Easy & Powerful Alexa Skills with TypeScript and ask-gib

tl;dr

The ask-gib library empowers you to code Alexa Skills with minimal plumbing and maximal speech dynamics. You still have to create and configure both your AWS Lambda function and your Alexa Skill in the AWS developer portal, but when it comes to coding, using ask-gib grossly simplifies the entire process with:

  • TypeScript & vscode —makes developing JavaScript apps enjoyable, with strong typing, great intellisense, refactoring, and more. Very active community and works well cross platform.
  • FuncyAlexaSkill— write self-contained “transform” functions with plumbing handled for you.

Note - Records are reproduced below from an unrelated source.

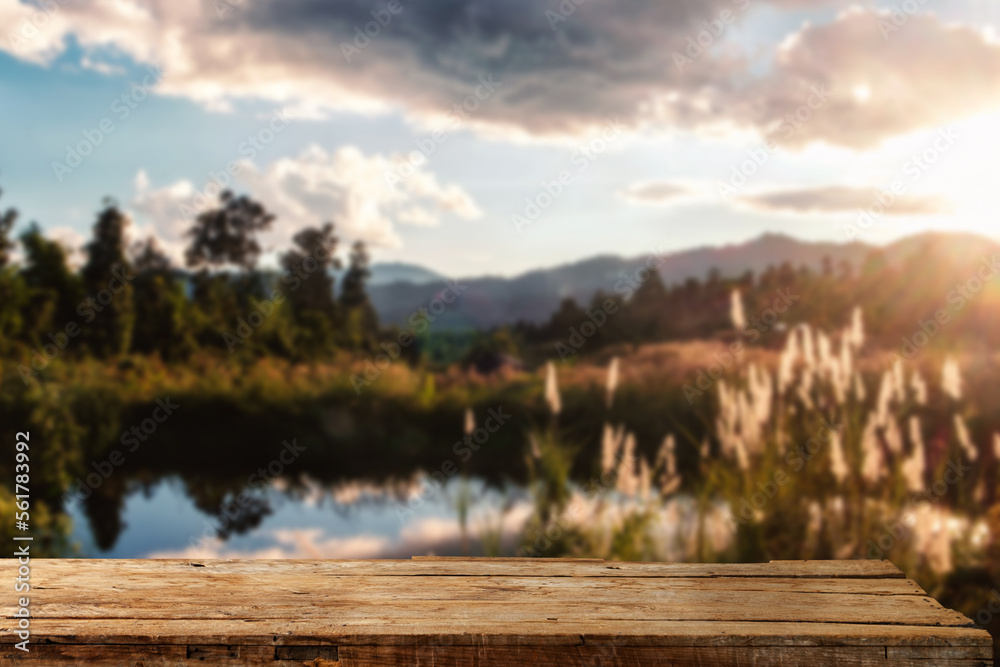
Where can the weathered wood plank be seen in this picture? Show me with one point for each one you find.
(455, 587)
(862, 569)
(560, 633)
(497, 656)
(501, 611)
(726, 606)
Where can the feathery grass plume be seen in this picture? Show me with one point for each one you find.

You list an array of functions against the incoming intents, and if your transform applies you return the next state. If it doesn’t, then return null. Ridiculously simple.
  • Lex— data helper for alternative-driven data. With Alexa Skills, you don’t want to always say “Hi” every single time. Sometimes you want to say “Hi”, sometimes “Hello”, and maybe a “Howdy”, with possibly a dash of “Ahoy There” thrown in for kicks. Lex enables you to design your data so that your calling code is the same, but you are provided at runtime with alternatives. You can even control the probability of alternatives for easter eggs and many other extras. Oh, did I mention that it also does i18n? You can start with no language explicitly specified and then add alternatives when you decide to branch out and translate.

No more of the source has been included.